1. ## Limit_Problem Ex_RP

$lim_{n \to \infty} (\frac{1}{2}+\frac{1}{2n})^n*(\frac{2n+1}{n+1})^n$

2. Note that:

$\left(\frac{n+1}{2n}\right) \left(\frac{2n+1}{n+1}\right)$

$=\frac{2n+1}{2n}=1+\frac{1}{2n}$

$\lim_{n\to \infty}\left(\frac{2n+1}{2n}\right)^{n}=\lim_{n\to \infty}\left(1+\frac{1}{2n}\right)^{n}$

Notice the similarity to the famous 'e' limit?.

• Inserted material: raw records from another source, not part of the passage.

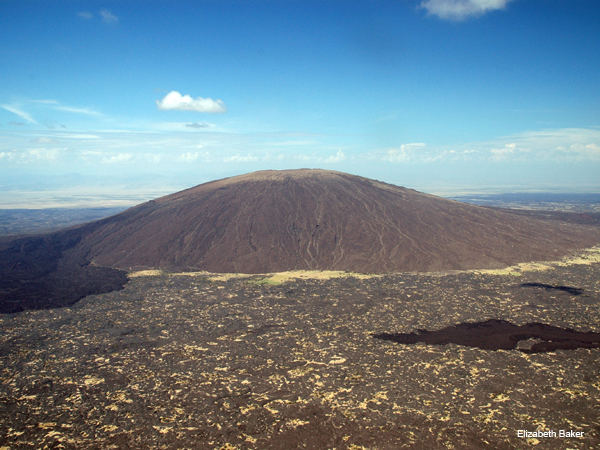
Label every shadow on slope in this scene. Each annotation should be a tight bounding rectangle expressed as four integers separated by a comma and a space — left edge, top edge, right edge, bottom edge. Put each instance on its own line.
0, 230, 128, 314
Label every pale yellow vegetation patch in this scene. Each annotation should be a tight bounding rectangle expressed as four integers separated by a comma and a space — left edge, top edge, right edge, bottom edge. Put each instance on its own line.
468, 247, 600, 277
264, 270, 383, 284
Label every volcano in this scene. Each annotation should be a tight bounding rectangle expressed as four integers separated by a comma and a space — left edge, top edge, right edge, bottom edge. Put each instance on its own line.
0, 169, 600, 312
80, 169, 599, 273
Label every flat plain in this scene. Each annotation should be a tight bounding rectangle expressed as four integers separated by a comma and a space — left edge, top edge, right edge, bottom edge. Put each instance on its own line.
0, 248, 600, 450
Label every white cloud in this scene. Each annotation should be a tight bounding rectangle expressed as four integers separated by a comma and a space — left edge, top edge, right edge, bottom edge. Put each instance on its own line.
481, 128, 600, 162
179, 152, 200, 162
102, 153, 133, 164
421, 0, 512, 20
323, 150, 346, 163
100, 9, 119, 23
0, 148, 67, 164
490, 142, 518, 161
156, 91, 227, 113
0, 105, 37, 123
29, 137, 59, 144
184, 122, 210, 129
53, 106, 102, 116
223, 153, 258, 163
381, 142, 425, 162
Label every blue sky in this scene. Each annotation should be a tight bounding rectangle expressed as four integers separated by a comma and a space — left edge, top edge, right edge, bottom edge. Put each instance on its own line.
0, 0, 600, 206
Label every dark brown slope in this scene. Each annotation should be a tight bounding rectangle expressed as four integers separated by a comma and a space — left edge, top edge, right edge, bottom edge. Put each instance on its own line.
78, 169, 600, 273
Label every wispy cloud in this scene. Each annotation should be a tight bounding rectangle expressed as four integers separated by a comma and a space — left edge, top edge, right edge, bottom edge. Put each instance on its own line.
156, 91, 227, 113
323, 150, 346, 163
223, 153, 259, 163
29, 137, 60, 144
381, 142, 425, 162
0, 148, 66, 164
100, 9, 119, 23
0, 105, 37, 123
102, 153, 133, 164
54, 106, 102, 116
420, 0, 512, 20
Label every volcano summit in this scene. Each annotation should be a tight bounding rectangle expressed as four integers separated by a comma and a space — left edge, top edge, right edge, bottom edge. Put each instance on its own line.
0, 169, 600, 312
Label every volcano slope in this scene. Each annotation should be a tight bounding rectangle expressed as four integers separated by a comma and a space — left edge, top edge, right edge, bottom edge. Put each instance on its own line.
64, 170, 600, 274
0, 169, 600, 312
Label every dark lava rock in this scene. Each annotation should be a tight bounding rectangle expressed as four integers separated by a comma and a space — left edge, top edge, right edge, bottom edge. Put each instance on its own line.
0, 169, 600, 312
373, 320, 600, 353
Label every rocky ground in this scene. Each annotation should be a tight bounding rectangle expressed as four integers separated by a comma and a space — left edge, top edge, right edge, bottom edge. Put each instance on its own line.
0, 249, 600, 450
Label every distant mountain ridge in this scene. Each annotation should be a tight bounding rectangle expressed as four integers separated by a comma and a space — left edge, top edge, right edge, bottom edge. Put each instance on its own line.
82, 169, 598, 273
0, 169, 600, 312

$\lim_{n\to \infty}\left(1+\frac{1}{n}\right)^{n}=e$

So, what is the limit of $\lim_{n\to \infty}\left(1+\frac{1}{2n}\right)^{n}$

3. Hint :
$\lim_{n\to \infty }\ln(1+\frac{1}{2n})^n= ?$

4. Originally Posted by Raoh
Hint :
$\lim_{n\to \infty }\ln(1+\frac{1}{2n})^n= ?$

$e^{\frac{1}{2}}$

but, what about :

$\lim_{n \to \infty} (\frac{1}{2}+\frac{1}{2n})^n$

5. Originally Posted by Raoh
Hint :
$\lim_{n\to \infty }\ln(1+\frac{1}{2n})^n=?$

$\lim_{n\to \infty }\ln(1+\frac{1}{2n})^n=\frac{1}{2}$

6. Originally Posted by Raoh
$\lim_{n\to \infty }\ln(1+\frac{1}{2n})^n=\frac{1}{2}$

therefore your limit must be $e^{\frac{1}{2}}$.

7. O.k but what about
$\lim_{n \to \infty} (\frac{1}{2}+\frac{1}{2n})^n =???$

8. Originally Posted by gilyos
O.k but what about
$\lim_{n \to \infty} (\frac{1}{2}+\frac{1}{2n})^n =0$
i believe
$\lim_{n \to \infty} (\frac{1}{2}+\frac{1}{2n})^n =0$

9. $
\lim_{n \to \infty} (\frac{1}{2}+\frac{1}{2n})^n = 0
$

Why?

Intuition:

$
(\frac{1}{2} + \frac{1}{2n})
$

is always less than 1, and then raise it to any power greater than one, and it will get smaller.

10. Originally Posted by gilyos
O.k but what about
$\lim_{n \to \infty} (\frac{1}{2}+\frac{1}{2n})^n =???$
Given the discussion in this thread, a bit of thought might have suggested writing $\left( \frac{1}{2} + \frac{1}{2n}\right)^n = \left( \frac{1}{2}\right)^n \left( 1 + \frac{1}{n}\right)^n$ from which the limit is obvious.